Kotlin Flows in Android

Aron
5 min readAug 3, 2022

Reactive programming, where data is pushed not pulled.

Fetch water from the source

Panda wants to fetch water from the reservoir for his day-to-day activities. He has to walk daily to and fro. One day he finds that water is not there after reaching the reservoir. Then he realizes his current way of fetching water is in-efficient and comes up with a brilliant solution

A pipe to fetch water

He builds a pipe from the reservoir to his place, now he can collect water when required by just opening the tap. (This pipe is called Flow) :)

Benefits of LiveData

All subscribers(new and old subscribers) would always get the latest data.

Always check if the subscriber is active before publishing data.

Survive activity recreation i.e subscribers would always get data on moving from inactive state to active state.

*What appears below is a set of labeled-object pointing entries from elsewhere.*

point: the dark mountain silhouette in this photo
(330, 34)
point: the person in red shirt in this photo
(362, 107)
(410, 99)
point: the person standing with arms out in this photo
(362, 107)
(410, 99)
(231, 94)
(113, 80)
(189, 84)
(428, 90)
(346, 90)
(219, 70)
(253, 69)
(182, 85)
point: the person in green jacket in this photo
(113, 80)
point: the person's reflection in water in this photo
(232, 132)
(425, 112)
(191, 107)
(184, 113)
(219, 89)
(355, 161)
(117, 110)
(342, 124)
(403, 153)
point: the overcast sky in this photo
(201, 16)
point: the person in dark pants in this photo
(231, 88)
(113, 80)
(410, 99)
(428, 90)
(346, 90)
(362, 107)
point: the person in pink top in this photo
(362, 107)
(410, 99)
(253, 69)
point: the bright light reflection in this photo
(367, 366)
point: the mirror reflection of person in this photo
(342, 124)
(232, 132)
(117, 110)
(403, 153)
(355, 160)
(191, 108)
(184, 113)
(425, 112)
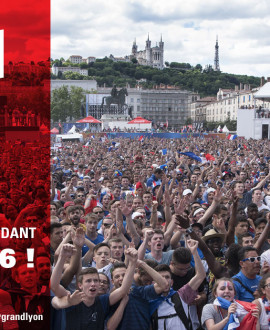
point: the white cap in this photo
(136, 214)
(198, 210)
(186, 192)
(159, 214)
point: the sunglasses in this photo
(252, 259)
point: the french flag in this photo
(243, 309)
(231, 137)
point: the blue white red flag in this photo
(231, 137)
(244, 310)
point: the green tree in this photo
(188, 121)
(65, 103)
(60, 104)
(77, 98)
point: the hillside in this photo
(205, 82)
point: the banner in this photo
(25, 165)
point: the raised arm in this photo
(213, 264)
(78, 239)
(131, 256)
(116, 318)
(66, 251)
(197, 280)
(209, 212)
(232, 222)
(153, 219)
(148, 234)
(68, 300)
(160, 283)
(264, 235)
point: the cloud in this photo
(189, 30)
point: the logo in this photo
(1, 53)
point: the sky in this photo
(189, 29)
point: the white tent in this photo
(72, 130)
(263, 93)
(225, 129)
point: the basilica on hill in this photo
(152, 56)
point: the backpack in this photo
(180, 312)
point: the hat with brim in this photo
(212, 234)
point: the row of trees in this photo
(206, 82)
(66, 103)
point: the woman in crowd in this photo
(216, 316)
(263, 303)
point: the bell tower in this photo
(216, 60)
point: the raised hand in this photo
(192, 245)
(75, 298)
(218, 195)
(232, 309)
(148, 234)
(78, 237)
(126, 211)
(182, 221)
(67, 251)
(180, 208)
(154, 205)
(131, 255)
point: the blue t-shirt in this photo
(137, 312)
(99, 239)
(241, 293)
(166, 257)
(84, 318)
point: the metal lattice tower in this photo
(216, 61)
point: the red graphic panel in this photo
(25, 166)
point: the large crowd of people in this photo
(150, 234)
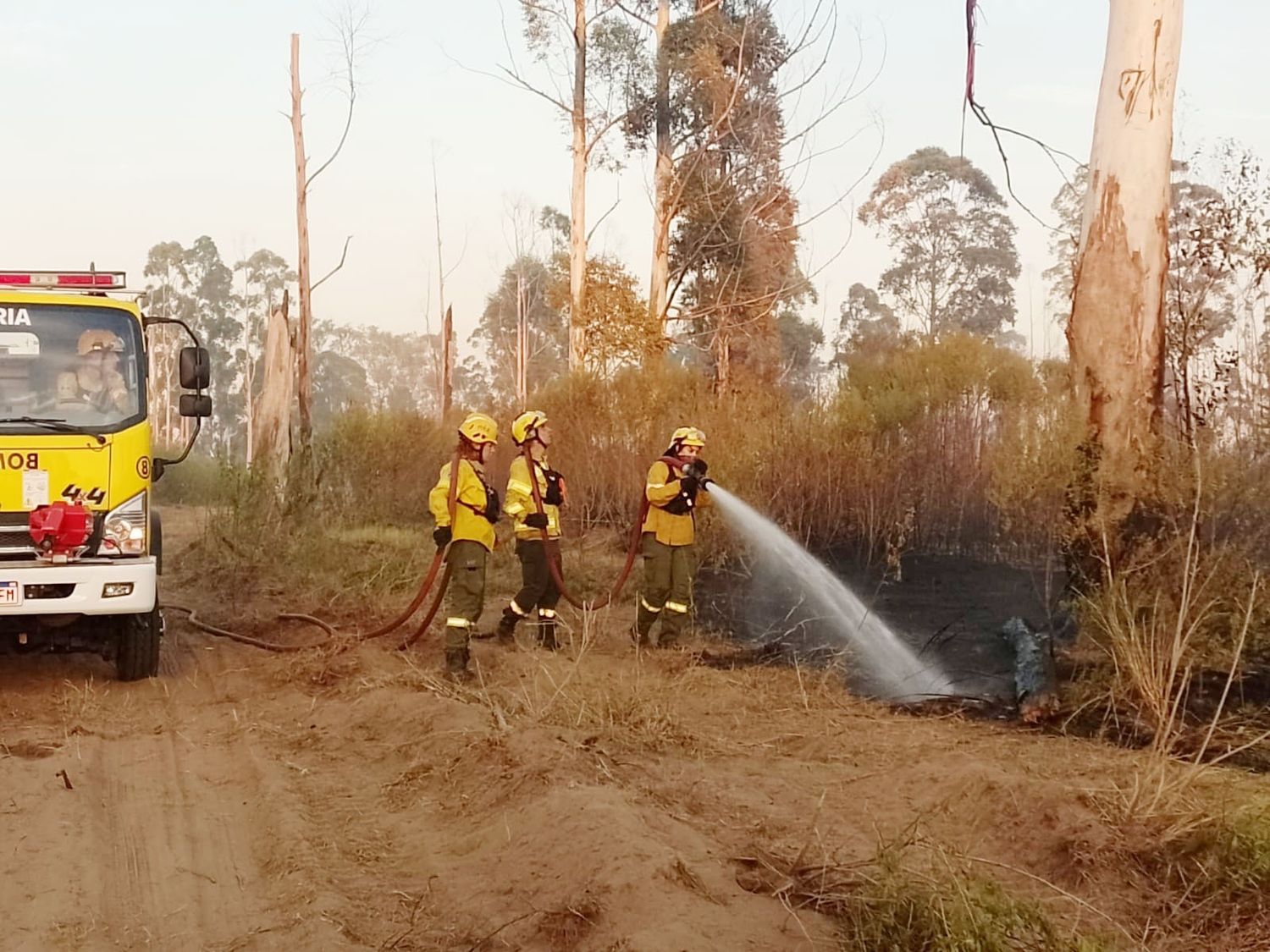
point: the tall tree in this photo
(954, 243)
(672, 83)
(733, 253)
(561, 35)
(1117, 333)
(351, 27)
(865, 322)
(523, 292)
(263, 277)
(193, 284)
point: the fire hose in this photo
(632, 550)
(332, 635)
(431, 576)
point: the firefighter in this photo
(470, 535)
(101, 383)
(673, 494)
(538, 591)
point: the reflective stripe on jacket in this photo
(520, 499)
(660, 487)
(470, 522)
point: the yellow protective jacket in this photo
(660, 487)
(520, 499)
(470, 522)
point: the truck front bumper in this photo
(98, 586)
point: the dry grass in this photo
(914, 895)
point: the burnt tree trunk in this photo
(304, 348)
(578, 193)
(271, 434)
(1117, 332)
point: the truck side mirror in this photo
(198, 405)
(196, 371)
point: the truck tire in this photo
(139, 645)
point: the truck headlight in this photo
(126, 528)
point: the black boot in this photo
(505, 632)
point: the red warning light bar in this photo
(98, 281)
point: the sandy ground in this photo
(351, 799)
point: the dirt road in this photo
(351, 799)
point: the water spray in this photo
(891, 665)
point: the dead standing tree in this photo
(351, 28)
(1117, 332)
(271, 426)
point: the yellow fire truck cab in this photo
(75, 444)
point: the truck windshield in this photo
(76, 367)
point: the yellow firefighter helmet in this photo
(479, 429)
(526, 426)
(98, 339)
(687, 437)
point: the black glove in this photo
(554, 495)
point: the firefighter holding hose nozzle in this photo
(673, 494)
(465, 508)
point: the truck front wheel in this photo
(139, 645)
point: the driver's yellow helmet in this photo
(687, 437)
(98, 339)
(527, 426)
(478, 429)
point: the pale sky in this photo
(144, 121)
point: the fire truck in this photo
(80, 541)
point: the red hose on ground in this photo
(424, 586)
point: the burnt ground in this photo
(947, 608)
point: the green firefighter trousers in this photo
(465, 598)
(667, 591)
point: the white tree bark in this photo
(272, 423)
(578, 192)
(1117, 334)
(304, 348)
(663, 173)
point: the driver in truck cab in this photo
(99, 382)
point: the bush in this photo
(200, 480)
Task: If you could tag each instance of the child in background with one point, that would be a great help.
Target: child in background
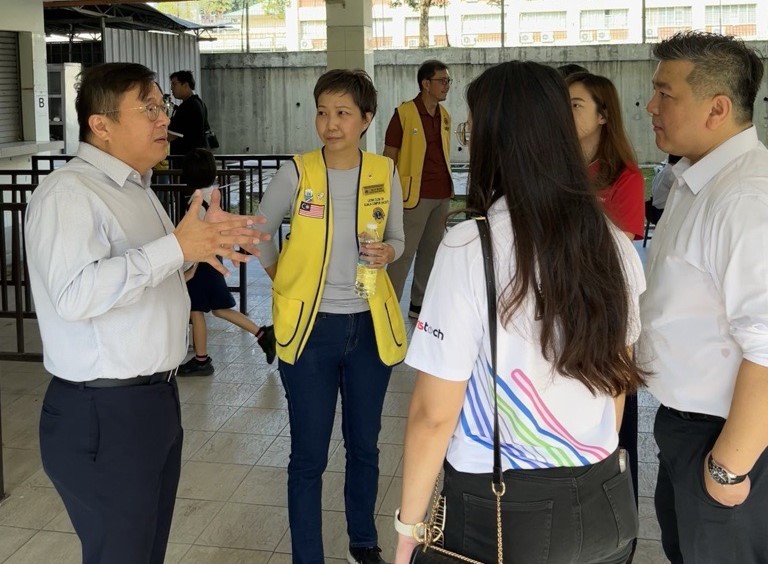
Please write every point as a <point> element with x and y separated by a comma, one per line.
<point>207,288</point>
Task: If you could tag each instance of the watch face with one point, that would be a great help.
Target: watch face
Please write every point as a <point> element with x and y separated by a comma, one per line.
<point>721,475</point>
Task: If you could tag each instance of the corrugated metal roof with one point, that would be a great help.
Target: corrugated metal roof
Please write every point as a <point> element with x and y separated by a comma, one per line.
<point>86,18</point>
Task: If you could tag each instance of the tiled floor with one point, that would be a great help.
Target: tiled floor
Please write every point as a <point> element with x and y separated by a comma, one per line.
<point>231,506</point>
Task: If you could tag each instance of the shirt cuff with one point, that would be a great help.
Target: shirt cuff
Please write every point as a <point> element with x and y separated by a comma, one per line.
<point>164,256</point>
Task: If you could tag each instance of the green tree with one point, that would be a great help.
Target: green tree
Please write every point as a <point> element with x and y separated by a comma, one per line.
<point>271,7</point>
<point>423,7</point>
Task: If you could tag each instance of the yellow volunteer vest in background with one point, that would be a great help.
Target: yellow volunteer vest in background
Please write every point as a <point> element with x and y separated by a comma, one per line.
<point>410,159</point>
<point>303,263</point>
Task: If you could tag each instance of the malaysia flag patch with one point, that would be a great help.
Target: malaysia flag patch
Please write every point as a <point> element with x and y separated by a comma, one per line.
<point>308,209</point>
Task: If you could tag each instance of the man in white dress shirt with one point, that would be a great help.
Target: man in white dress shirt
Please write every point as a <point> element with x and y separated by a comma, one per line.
<point>705,312</point>
<point>105,267</point>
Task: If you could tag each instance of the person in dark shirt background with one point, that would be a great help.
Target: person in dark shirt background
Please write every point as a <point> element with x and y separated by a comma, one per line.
<point>187,128</point>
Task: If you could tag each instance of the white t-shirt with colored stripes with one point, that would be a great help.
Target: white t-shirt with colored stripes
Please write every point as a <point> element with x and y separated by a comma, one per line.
<point>546,420</point>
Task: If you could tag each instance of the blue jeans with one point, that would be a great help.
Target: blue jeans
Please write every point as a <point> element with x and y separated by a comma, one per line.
<point>341,355</point>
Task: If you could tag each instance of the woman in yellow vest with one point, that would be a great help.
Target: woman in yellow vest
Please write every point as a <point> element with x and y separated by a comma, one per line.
<point>329,340</point>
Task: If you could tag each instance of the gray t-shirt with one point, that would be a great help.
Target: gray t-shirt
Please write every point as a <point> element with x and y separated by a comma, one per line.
<point>339,291</point>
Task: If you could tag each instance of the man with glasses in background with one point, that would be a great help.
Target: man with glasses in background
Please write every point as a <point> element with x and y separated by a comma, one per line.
<point>105,268</point>
<point>418,139</point>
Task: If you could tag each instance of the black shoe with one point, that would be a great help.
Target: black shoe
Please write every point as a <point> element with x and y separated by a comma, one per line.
<point>365,555</point>
<point>194,367</point>
<point>267,342</point>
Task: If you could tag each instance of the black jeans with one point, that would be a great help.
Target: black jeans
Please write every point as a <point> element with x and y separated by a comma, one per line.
<point>584,514</point>
<point>696,529</point>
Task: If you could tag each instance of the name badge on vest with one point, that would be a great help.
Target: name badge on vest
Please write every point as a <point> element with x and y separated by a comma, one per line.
<point>375,189</point>
<point>308,209</point>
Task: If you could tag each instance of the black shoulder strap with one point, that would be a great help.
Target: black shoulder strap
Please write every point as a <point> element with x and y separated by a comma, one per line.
<point>490,290</point>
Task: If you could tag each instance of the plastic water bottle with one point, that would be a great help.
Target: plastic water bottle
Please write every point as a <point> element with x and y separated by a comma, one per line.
<point>365,281</point>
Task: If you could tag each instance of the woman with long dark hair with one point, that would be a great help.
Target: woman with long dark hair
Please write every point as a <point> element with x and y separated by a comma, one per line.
<point>568,283</point>
<point>608,151</point>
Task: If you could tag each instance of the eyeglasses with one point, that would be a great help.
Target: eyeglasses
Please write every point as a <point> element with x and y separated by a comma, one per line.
<point>463,133</point>
<point>152,110</point>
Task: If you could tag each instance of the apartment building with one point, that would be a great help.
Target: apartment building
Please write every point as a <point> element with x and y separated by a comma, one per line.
<point>478,23</point>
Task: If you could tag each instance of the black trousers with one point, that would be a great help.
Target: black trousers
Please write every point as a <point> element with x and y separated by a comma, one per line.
<point>695,529</point>
<point>585,514</point>
<point>114,456</point>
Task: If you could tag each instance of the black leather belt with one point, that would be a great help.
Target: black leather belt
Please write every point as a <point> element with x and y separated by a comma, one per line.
<point>691,416</point>
<point>156,378</point>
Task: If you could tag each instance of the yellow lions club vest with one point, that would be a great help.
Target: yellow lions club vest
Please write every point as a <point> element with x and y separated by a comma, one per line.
<point>303,263</point>
<point>410,159</point>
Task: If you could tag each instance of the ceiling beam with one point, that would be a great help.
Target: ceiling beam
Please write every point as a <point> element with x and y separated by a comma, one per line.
<point>75,3</point>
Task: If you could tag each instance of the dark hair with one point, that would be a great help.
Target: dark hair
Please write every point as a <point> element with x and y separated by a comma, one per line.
<point>722,64</point>
<point>101,88</point>
<point>570,68</point>
<point>198,169</point>
<point>524,148</point>
<point>428,70</point>
<point>185,77</point>
<point>614,151</point>
<point>355,82</point>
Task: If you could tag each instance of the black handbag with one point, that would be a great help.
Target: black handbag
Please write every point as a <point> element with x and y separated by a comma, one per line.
<point>430,551</point>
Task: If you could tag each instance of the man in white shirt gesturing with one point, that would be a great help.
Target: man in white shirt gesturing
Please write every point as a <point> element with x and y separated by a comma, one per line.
<point>105,267</point>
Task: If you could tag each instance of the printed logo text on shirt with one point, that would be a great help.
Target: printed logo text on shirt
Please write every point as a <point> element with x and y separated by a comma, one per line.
<point>427,328</point>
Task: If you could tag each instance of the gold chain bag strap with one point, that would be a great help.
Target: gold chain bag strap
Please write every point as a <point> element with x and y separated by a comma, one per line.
<point>430,551</point>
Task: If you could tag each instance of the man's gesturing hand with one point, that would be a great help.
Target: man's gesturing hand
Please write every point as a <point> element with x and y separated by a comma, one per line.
<point>201,241</point>
<point>215,214</point>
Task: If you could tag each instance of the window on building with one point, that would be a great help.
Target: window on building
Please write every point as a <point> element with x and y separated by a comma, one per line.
<point>313,29</point>
<point>604,19</point>
<point>679,16</point>
<point>736,19</point>
<point>543,21</point>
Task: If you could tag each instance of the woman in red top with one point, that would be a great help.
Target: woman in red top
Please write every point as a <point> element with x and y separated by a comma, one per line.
<point>621,186</point>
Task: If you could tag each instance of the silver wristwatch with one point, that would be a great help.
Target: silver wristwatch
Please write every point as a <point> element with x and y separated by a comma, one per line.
<point>417,530</point>
<point>722,475</point>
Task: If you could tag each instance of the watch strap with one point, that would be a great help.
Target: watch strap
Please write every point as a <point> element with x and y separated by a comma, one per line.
<point>721,474</point>
<point>415,530</point>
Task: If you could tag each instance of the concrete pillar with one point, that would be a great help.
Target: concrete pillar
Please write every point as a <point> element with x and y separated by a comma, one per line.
<point>349,44</point>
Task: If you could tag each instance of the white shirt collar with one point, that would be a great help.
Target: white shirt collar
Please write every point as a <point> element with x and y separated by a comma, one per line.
<point>696,176</point>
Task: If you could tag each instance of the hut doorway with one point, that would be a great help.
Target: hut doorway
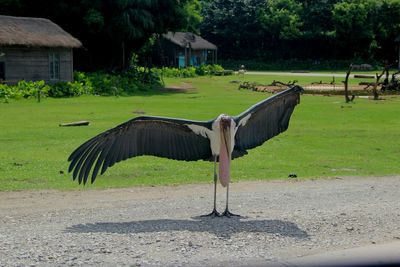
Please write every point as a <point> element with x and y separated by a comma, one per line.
<point>2,71</point>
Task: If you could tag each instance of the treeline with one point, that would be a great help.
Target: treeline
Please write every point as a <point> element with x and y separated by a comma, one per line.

Then why Flows when we already have LiveData

  • It is part of the Android framework, so it makes sense to use them in your UI layer, but when going down to domain and data layers using android dependencies does not make sense.
  • Lack of control over the execution context
  • Lots of Boiler Plate Codes especially while using Transformations

What are Flows

There are 3 components to a flow Producer, Intermediary(optional), Consumer

We can use transformers to change or modify our data like map lambda, each lambda creates a flow and returns it

A flow can emit multiple values sequentially unlike suspend functions which are used for one-shot operations. Flow is declarative/cold. It can only be executed on collection and can have only one subscriber. Any new subscriber would create a new execution of flow{..}.i.e Every time you say collect, a new pipe is created and the producer block is executed.

pipe infrastructure :)

There are hot flows as well (SharedFlow and StateFlow ). (cold: Stops emission when any collector is not active. hot: it remains in memory as long as the flow is collected or as long as any other references to it exist from a garbage collection root.)

Analogy for hot stream : live video feed, all viewers will get to see exact same timeline of video being played.

SharedFlow and StateFlow are HOT flows as they propagates items to multiple consumers. StateFlow is a special shareFlow that maintain the current state(by .value ).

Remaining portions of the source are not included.